Take the dragonfly as an example. It is first an egg laid near, or just beneath the surface. It hatches into a larvae, sometimes called a nymph, and lives underwater. It is fierce predator, which over-time, goes through several molts where it sheds its exoskeleton. Each stage of its growth means that it grows larger than its previous one. During its final stage, the nymph goes through significant changes, its body becomes more robust, and wing pads develop. It enters a pupal stage, where the nymph climbs out of the water, undergoes a final molt, and waits for its wings to expand and harden, and then flies into its colorful adulthood.

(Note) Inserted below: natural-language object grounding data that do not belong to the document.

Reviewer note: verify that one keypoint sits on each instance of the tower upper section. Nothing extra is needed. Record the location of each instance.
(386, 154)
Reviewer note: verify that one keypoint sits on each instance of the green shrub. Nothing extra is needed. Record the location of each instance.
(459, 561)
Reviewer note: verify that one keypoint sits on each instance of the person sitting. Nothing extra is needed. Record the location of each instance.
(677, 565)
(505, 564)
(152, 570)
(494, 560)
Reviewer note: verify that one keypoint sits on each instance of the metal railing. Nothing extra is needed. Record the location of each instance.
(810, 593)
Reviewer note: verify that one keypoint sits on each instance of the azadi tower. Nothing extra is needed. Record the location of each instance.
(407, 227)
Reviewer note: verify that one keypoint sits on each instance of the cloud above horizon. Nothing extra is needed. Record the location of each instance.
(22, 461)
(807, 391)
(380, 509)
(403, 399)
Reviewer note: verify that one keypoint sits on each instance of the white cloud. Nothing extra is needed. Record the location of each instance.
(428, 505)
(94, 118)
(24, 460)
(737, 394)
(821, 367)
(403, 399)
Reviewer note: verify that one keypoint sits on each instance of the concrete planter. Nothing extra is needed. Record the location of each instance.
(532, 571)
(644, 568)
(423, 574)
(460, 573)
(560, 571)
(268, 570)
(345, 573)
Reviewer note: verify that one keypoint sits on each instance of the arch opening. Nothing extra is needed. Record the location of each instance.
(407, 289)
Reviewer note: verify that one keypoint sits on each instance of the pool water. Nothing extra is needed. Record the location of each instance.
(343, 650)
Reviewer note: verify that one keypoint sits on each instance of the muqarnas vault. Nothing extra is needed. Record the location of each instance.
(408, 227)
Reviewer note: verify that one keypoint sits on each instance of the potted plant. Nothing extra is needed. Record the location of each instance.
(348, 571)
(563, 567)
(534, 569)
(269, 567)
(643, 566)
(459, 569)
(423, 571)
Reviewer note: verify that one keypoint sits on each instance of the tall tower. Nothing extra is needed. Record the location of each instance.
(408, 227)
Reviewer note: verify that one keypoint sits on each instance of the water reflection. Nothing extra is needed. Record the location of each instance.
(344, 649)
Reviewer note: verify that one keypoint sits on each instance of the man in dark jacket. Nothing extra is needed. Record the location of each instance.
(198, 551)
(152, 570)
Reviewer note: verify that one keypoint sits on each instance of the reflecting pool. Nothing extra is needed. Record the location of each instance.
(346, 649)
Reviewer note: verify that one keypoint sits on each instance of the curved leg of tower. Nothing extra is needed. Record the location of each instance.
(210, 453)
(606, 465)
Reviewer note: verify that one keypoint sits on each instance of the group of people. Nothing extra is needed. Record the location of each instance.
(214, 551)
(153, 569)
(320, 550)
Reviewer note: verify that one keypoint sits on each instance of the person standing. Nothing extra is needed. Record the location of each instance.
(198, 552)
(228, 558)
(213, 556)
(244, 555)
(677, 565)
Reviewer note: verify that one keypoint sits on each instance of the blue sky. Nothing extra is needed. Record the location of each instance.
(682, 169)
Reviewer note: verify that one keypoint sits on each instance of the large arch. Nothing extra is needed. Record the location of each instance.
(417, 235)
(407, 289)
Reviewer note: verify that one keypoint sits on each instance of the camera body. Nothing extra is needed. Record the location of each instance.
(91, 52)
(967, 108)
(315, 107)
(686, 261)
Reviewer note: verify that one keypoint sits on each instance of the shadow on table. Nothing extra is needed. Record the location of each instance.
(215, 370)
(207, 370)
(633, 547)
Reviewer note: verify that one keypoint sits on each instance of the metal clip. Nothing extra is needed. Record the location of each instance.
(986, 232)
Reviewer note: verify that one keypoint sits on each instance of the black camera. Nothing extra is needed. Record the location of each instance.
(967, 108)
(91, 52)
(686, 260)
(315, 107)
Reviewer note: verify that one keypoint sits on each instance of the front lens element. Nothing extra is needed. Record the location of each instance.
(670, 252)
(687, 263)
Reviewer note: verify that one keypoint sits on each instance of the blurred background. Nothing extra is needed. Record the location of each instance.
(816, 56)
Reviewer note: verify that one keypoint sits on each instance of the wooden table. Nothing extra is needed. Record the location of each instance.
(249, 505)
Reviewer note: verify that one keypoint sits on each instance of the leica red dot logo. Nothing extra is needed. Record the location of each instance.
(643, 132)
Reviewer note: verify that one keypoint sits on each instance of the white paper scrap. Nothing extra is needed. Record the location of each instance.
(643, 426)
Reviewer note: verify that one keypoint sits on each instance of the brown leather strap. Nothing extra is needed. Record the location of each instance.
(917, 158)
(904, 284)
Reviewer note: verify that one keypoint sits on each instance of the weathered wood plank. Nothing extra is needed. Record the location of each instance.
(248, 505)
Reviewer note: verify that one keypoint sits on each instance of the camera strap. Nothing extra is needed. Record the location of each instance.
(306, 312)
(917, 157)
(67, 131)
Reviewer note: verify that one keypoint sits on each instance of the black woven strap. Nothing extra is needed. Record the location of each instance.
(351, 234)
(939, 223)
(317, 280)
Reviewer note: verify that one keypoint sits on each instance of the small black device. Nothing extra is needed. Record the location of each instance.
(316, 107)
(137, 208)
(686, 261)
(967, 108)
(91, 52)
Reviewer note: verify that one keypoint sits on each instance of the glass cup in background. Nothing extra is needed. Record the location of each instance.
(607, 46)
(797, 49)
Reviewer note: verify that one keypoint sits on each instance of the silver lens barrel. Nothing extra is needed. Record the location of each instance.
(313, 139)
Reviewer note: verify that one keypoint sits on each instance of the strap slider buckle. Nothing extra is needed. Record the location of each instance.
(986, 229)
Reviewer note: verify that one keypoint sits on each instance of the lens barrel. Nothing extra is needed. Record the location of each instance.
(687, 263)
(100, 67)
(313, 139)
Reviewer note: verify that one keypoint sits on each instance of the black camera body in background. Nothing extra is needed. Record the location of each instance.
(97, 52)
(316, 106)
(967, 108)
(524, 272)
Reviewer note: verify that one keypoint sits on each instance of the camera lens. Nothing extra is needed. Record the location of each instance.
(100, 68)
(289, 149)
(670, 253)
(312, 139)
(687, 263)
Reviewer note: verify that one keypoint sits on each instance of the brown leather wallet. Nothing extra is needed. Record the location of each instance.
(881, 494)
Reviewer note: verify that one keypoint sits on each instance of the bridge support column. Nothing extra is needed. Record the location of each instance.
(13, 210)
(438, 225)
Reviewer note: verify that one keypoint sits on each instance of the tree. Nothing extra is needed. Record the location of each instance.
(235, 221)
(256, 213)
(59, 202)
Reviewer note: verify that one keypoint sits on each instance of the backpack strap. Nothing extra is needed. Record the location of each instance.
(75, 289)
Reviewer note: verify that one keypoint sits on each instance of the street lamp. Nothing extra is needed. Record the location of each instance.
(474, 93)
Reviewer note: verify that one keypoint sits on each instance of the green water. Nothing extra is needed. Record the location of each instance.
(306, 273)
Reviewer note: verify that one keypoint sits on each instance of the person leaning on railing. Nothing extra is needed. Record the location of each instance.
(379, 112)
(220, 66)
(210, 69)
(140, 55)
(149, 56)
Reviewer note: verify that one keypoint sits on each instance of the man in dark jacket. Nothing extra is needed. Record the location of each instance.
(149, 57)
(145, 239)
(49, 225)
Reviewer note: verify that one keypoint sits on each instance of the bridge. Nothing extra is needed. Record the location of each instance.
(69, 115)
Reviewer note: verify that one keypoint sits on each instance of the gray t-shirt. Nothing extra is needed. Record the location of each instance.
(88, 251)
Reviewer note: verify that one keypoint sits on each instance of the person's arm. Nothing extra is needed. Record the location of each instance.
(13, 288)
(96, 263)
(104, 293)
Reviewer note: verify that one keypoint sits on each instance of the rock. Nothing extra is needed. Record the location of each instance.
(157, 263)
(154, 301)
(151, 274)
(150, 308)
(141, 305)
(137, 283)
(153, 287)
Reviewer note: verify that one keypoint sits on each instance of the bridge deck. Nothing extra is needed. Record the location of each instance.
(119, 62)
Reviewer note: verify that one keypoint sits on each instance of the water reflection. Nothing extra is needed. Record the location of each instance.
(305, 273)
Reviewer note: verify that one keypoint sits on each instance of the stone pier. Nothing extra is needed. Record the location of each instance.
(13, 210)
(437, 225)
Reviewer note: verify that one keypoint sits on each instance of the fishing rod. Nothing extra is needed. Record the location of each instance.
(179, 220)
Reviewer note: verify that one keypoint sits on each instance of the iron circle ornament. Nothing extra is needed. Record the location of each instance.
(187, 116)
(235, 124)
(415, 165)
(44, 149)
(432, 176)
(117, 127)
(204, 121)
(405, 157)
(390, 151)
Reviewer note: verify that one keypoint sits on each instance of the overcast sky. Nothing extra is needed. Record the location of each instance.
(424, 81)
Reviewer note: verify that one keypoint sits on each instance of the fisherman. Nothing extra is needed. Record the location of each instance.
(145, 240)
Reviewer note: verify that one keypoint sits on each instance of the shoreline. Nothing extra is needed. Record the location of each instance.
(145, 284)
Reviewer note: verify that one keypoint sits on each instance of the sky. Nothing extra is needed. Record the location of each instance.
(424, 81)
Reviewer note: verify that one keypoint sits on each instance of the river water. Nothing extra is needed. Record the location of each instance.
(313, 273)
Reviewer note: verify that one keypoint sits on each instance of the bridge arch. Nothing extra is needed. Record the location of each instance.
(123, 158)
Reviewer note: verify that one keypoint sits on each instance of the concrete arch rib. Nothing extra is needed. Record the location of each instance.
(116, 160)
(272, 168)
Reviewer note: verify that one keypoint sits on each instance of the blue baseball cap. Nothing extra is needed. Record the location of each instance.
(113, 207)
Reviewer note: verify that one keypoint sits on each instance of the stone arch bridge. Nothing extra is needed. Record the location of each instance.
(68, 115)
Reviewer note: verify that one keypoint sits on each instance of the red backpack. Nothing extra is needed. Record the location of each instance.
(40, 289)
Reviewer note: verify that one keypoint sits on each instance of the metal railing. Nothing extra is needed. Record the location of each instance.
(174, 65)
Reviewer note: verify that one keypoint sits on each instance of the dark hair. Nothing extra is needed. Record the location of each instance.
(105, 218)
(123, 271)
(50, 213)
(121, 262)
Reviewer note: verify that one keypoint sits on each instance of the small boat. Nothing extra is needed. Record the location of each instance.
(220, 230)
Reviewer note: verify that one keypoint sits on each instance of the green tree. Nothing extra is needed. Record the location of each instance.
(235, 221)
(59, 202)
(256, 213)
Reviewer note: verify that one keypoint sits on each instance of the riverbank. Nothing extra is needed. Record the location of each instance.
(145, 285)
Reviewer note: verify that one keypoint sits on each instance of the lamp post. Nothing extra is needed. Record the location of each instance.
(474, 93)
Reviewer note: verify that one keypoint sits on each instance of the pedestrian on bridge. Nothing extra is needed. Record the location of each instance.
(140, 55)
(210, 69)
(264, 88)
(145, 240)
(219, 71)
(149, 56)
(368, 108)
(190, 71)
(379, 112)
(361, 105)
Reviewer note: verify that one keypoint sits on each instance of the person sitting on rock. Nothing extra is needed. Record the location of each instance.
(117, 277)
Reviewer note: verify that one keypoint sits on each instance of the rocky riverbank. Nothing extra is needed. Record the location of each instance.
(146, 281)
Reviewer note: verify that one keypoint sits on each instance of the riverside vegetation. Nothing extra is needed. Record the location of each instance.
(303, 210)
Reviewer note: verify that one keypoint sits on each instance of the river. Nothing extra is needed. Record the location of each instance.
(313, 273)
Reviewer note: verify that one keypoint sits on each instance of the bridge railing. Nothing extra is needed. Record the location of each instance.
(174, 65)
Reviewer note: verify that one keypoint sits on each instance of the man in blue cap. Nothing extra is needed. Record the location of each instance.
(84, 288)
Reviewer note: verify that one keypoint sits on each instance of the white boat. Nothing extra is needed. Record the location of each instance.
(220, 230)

A dragonfly goes through much of its early life in water, then through the wonders of biology, changes media to air, and becomes a flying creature. We may be similar, except we go through several stages in air, before we change media, and through wonders we don’t yet grasp, enter a more subtle existence. The dragonfly demonstrates the pattern that Life uses to grow what is. Fearing death, we fear Life. Fearing the transitional moments, when something else (Nature) is in control, we are moved on.
Metamorphosis. Leaving the form of Life we know, doesn’t necessarily mean leaving Life. The afterlife may not be what’s next. Instead, it just might be a form of Life unknown to us yet, a form that might introduce new awareness and “new endeavors.”
Metamorphosis is the scientific way of referring to the magic that dwells in each beginning.
l/d
At first I was mineral
Then I was a plant
Now I am human.
When, by dying, have I ever been made smaller?